We have assembled collaborators from around the globe including many from major pediatric institutions including the Boston Children’s Hospital (BCH), Cincinnati Children’s Medical Center (CCHMC), Beatrix Children’s Hospital, Children’s National Medical Center, and The Children’s Hospital of Philadelphia (CHOP). Pediatric working group members will be able to share and leverage existing pediatric resources and contribute samples to the Human Cell Atlas.
Pilot studies in the Atlas will provide normal reference tissues and cells for studies on the origins of diseases affecting children; reveal physiological differences in tissues between adults and children; provide insight into growth and development of human tissues across ages that may also provide a perspective into organ regeneration; and provide insight into the basic biology of growth, development and maturation.
Another goal of the Atlas is to understand healthy development.

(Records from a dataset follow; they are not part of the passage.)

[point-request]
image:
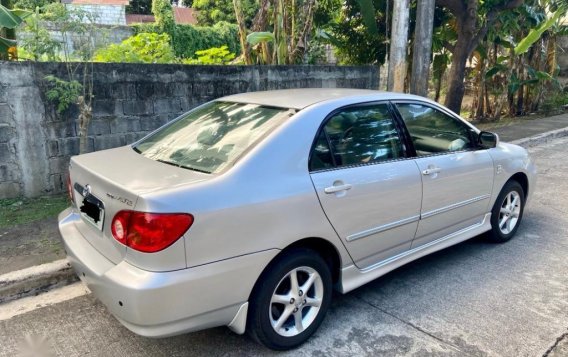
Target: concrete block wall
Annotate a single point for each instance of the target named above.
(131, 100)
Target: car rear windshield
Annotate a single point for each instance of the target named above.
(212, 137)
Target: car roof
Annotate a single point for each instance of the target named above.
(304, 97)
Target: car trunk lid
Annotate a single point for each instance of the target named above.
(109, 181)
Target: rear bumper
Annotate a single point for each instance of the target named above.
(159, 304)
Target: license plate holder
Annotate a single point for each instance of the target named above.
(92, 208)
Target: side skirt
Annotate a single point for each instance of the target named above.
(353, 277)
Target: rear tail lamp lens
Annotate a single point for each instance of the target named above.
(149, 232)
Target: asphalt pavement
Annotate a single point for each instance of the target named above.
(473, 299)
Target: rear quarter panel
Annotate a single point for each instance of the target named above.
(508, 160)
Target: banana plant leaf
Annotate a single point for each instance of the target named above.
(535, 34)
(368, 13)
(258, 37)
(9, 18)
(5, 44)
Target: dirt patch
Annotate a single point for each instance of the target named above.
(29, 244)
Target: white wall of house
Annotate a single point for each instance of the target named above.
(104, 14)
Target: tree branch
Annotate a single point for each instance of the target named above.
(456, 7)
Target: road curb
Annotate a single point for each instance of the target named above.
(541, 138)
(35, 280)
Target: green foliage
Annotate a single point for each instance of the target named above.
(143, 7)
(536, 33)
(190, 39)
(38, 45)
(348, 26)
(211, 12)
(212, 56)
(9, 20)
(62, 93)
(255, 38)
(32, 4)
(141, 48)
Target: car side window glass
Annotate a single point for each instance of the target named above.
(365, 134)
(320, 158)
(433, 131)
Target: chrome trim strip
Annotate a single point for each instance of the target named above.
(425, 246)
(382, 228)
(454, 206)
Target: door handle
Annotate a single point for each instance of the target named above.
(431, 170)
(338, 188)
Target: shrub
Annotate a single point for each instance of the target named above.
(188, 39)
(215, 55)
(141, 48)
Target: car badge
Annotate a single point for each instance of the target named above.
(86, 190)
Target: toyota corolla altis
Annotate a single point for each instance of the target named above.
(248, 210)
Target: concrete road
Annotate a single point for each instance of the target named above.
(473, 299)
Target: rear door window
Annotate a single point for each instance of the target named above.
(357, 135)
(434, 132)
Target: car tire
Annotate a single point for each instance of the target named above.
(281, 314)
(507, 213)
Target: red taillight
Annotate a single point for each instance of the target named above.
(70, 188)
(149, 232)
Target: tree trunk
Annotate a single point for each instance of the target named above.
(242, 31)
(456, 86)
(422, 47)
(398, 48)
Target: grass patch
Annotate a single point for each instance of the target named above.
(26, 210)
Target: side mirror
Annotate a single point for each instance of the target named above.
(487, 140)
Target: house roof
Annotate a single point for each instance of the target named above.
(97, 2)
(139, 19)
(182, 16)
(185, 16)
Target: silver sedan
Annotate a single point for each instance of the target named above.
(247, 211)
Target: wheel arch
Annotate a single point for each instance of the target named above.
(321, 246)
(523, 180)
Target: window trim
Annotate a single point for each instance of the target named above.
(440, 109)
(396, 121)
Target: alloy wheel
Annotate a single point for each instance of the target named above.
(296, 301)
(510, 212)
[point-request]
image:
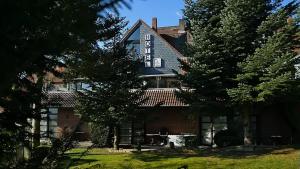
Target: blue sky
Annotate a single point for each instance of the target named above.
(168, 12)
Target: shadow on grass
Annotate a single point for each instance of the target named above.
(77, 162)
(229, 152)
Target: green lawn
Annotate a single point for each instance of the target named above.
(280, 158)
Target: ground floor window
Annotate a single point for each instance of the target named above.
(210, 126)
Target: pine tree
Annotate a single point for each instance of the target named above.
(224, 33)
(204, 67)
(268, 74)
(115, 87)
(35, 37)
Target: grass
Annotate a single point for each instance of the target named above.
(266, 158)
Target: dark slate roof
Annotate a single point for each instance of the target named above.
(61, 99)
(138, 23)
(154, 97)
(162, 97)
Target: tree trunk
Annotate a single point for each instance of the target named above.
(247, 126)
(116, 138)
(36, 132)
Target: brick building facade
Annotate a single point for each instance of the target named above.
(164, 115)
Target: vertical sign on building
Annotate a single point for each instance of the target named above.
(147, 50)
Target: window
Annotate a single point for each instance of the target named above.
(157, 62)
(147, 64)
(147, 51)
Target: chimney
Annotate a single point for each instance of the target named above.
(181, 25)
(154, 23)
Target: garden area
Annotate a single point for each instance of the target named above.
(287, 157)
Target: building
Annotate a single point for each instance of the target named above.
(164, 115)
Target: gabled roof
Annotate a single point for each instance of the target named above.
(141, 22)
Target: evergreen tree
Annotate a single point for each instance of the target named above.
(36, 36)
(204, 67)
(115, 87)
(268, 74)
(224, 33)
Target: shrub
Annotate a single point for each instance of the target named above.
(100, 135)
(225, 138)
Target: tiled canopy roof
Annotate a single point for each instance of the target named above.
(154, 97)
(162, 97)
(61, 99)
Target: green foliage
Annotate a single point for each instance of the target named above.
(226, 138)
(112, 74)
(204, 67)
(269, 72)
(242, 53)
(36, 37)
(100, 135)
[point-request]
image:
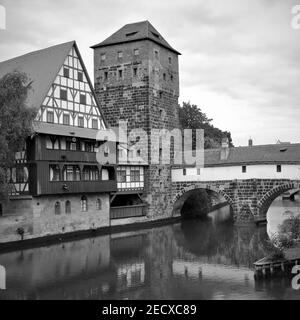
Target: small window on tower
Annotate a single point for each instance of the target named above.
(94, 123)
(80, 76)
(134, 72)
(82, 99)
(80, 122)
(66, 119)
(50, 116)
(63, 94)
(120, 74)
(66, 73)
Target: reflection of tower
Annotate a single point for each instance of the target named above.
(159, 262)
(137, 80)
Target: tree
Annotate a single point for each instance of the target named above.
(15, 121)
(191, 117)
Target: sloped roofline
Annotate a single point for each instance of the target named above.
(105, 44)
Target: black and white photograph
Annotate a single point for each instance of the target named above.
(149, 152)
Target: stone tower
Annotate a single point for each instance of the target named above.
(137, 80)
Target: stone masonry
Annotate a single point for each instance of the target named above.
(249, 199)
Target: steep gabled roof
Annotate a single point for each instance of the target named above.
(41, 67)
(133, 32)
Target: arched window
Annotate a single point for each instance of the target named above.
(84, 204)
(57, 207)
(98, 204)
(68, 207)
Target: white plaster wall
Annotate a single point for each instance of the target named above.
(263, 171)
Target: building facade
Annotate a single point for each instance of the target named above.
(57, 185)
(137, 81)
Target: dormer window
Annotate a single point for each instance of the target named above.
(155, 34)
(103, 56)
(66, 73)
(80, 76)
(63, 94)
(131, 34)
(82, 99)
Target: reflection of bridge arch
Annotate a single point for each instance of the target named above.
(180, 198)
(265, 202)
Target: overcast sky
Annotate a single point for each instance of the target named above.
(240, 59)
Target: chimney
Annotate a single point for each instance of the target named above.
(250, 142)
(224, 149)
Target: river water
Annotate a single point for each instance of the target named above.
(192, 259)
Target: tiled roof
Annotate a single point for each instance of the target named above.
(41, 67)
(69, 131)
(134, 32)
(261, 154)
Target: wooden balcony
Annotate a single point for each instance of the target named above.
(128, 211)
(65, 187)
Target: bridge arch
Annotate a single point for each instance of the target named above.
(265, 202)
(184, 193)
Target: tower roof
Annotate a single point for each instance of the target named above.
(134, 32)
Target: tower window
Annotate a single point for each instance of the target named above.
(82, 99)
(80, 76)
(68, 207)
(57, 208)
(120, 74)
(66, 73)
(63, 94)
(84, 204)
(50, 116)
(80, 122)
(98, 204)
(94, 123)
(66, 119)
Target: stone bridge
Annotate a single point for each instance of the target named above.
(249, 199)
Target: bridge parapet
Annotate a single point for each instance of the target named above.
(249, 199)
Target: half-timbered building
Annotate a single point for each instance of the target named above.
(57, 186)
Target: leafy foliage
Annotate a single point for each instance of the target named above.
(15, 120)
(191, 117)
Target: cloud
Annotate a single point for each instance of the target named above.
(239, 63)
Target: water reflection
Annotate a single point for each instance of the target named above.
(188, 260)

Traditional medicine tends to address a disease when it manifests. We do not know if adult diseases like diabetes, obesity, and cancer have cellular clues early in life. We also do not have a clear understanding of how the environment influences developing tissues and cells. Contrasting children’s cells and tissues across ages through to adulthood will provide insight into how cells differ in children prone to adult diseases, and to better understand those diseases that manifest at a young age. Using data from pilot studies, researchers will be able to find common aspects of healthy development across a number of different tissues.

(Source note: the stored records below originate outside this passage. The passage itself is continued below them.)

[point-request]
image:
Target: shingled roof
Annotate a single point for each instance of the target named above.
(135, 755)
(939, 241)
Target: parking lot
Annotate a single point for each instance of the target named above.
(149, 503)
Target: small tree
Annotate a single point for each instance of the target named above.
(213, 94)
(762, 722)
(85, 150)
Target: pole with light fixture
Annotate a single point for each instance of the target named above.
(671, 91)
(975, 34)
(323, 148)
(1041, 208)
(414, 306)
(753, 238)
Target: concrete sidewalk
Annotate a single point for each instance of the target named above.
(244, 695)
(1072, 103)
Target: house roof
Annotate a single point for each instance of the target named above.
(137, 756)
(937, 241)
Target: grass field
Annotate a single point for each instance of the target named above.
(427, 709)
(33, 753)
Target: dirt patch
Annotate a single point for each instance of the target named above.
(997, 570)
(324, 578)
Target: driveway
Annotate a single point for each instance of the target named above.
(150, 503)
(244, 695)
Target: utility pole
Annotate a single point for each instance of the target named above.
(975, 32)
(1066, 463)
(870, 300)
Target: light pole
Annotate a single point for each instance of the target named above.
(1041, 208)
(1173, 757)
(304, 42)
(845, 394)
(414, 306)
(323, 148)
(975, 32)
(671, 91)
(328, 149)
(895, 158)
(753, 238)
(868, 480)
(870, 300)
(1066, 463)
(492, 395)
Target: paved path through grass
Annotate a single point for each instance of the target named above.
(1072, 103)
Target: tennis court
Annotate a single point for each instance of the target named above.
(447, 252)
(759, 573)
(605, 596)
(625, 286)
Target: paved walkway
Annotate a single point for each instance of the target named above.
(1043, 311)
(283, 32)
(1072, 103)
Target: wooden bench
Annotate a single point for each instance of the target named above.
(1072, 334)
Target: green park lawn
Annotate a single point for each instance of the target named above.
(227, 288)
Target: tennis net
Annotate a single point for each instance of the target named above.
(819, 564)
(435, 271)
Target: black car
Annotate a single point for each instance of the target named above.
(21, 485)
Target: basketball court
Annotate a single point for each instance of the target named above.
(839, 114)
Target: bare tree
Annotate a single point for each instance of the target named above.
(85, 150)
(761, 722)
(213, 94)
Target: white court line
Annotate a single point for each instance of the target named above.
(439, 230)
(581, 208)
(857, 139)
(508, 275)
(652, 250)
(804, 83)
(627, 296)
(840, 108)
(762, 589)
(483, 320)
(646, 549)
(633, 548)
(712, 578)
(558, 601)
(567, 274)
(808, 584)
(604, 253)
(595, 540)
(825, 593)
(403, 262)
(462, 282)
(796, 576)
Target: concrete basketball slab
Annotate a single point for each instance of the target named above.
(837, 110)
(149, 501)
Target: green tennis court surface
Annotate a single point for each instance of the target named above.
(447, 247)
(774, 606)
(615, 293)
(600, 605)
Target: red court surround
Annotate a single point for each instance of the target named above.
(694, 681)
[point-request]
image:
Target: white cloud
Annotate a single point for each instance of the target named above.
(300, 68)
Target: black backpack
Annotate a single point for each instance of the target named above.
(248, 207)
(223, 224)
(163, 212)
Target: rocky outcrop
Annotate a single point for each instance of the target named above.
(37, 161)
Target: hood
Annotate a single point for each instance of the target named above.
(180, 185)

PCA Team 2 consist of a rapidly growing community of researchers in Europe who are actively contributing to the Pediatric Cell Atlas (PCA) initiative. Coordinating and combining efforts between groups across the globe will be of critical importance to the success of the project.

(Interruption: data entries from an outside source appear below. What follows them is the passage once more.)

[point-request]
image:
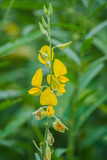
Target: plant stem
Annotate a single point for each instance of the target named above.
(45, 138)
(6, 14)
(51, 70)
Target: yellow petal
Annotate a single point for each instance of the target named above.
(63, 79)
(35, 91)
(50, 111)
(45, 49)
(55, 83)
(59, 68)
(48, 98)
(37, 78)
(62, 90)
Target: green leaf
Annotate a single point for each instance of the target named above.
(83, 118)
(37, 156)
(100, 45)
(86, 44)
(95, 12)
(68, 26)
(8, 103)
(96, 62)
(85, 3)
(63, 46)
(60, 151)
(43, 30)
(96, 29)
(4, 94)
(50, 9)
(94, 136)
(21, 41)
(23, 4)
(88, 75)
(16, 122)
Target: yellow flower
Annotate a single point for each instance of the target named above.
(56, 85)
(40, 113)
(48, 98)
(36, 82)
(60, 70)
(50, 111)
(59, 126)
(45, 50)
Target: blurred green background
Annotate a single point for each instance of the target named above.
(83, 107)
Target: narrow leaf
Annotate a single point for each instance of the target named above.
(12, 45)
(96, 29)
(87, 77)
(89, 111)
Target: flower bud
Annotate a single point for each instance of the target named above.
(43, 55)
(60, 91)
(50, 111)
(44, 23)
(41, 145)
(48, 153)
(42, 29)
(45, 10)
(40, 113)
(50, 138)
(48, 64)
(59, 126)
(50, 9)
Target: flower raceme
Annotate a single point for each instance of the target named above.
(60, 70)
(48, 98)
(44, 55)
(36, 83)
(58, 79)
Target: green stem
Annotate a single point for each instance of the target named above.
(51, 70)
(6, 14)
(45, 138)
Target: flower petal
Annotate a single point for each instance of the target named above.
(63, 79)
(45, 49)
(59, 68)
(37, 78)
(55, 83)
(50, 111)
(35, 91)
(48, 98)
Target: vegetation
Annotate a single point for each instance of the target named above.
(83, 107)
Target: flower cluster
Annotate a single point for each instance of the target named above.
(56, 86)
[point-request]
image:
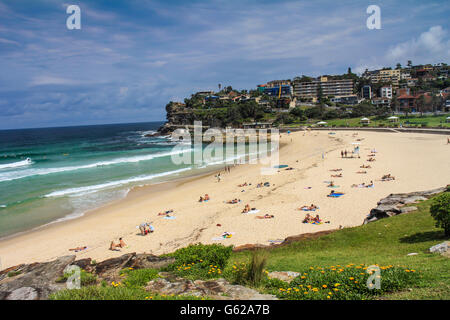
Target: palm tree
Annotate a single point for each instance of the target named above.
(420, 104)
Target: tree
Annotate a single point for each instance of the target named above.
(440, 211)
(420, 104)
(435, 102)
(394, 103)
(320, 98)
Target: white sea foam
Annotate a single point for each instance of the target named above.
(17, 164)
(94, 188)
(14, 175)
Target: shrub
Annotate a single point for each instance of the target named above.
(255, 272)
(203, 255)
(86, 278)
(251, 273)
(440, 211)
(138, 278)
(341, 283)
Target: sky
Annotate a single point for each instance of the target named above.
(131, 57)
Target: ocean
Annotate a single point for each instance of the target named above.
(54, 174)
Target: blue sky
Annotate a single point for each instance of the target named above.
(132, 56)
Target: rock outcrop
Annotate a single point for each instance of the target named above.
(38, 280)
(33, 282)
(394, 204)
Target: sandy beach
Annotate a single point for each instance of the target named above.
(417, 161)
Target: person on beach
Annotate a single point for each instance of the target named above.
(78, 249)
(115, 247)
(307, 219)
(266, 216)
(336, 175)
(311, 207)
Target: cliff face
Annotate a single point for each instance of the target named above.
(177, 116)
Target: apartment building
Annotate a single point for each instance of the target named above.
(386, 92)
(309, 89)
(366, 92)
(386, 75)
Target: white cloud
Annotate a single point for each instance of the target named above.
(431, 45)
(51, 80)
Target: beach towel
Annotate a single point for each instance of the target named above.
(252, 211)
(335, 195)
(276, 241)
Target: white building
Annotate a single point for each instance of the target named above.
(386, 92)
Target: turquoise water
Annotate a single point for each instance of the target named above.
(55, 174)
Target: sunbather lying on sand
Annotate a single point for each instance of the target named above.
(311, 207)
(114, 246)
(333, 194)
(387, 177)
(361, 185)
(165, 213)
(205, 198)
(266, 216)
(247, 209)
(78, 249)
(146, 228)
(307, 219)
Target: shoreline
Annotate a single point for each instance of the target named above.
(403, 155)
(135, 191)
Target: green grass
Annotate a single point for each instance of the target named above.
(113, 293)
(385, 242)
(138, 278)
(410, 121)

Among them are a number of groups within the University Department of Paediatrics (University of Cambridge, UK) and the Children's services at the Cambridge University Hospital Trust (CUHT, Addenbrookes Hospital, UK) are currently involved in research that will contribute towards the PCA initiative. The close proximity to the Wellcome Sanger Institute (WSI, UK) and established collaborations with their single cell sequencing facilities provides an ideal set-up to prospectively recruit paediatric patients, obtain human tissue and process samples immediately. The set-up is further strengthened through an established collaborative network with several leading computational biologists based at the WSI as well as the European Bioinformatics Institute (EMBL-EBI, UK).
Other Pediatric HCA efforts are ongoing in Europe, for example at Great Ormond Street Hospital and Newcastle in collaboration with the Sanger Institute.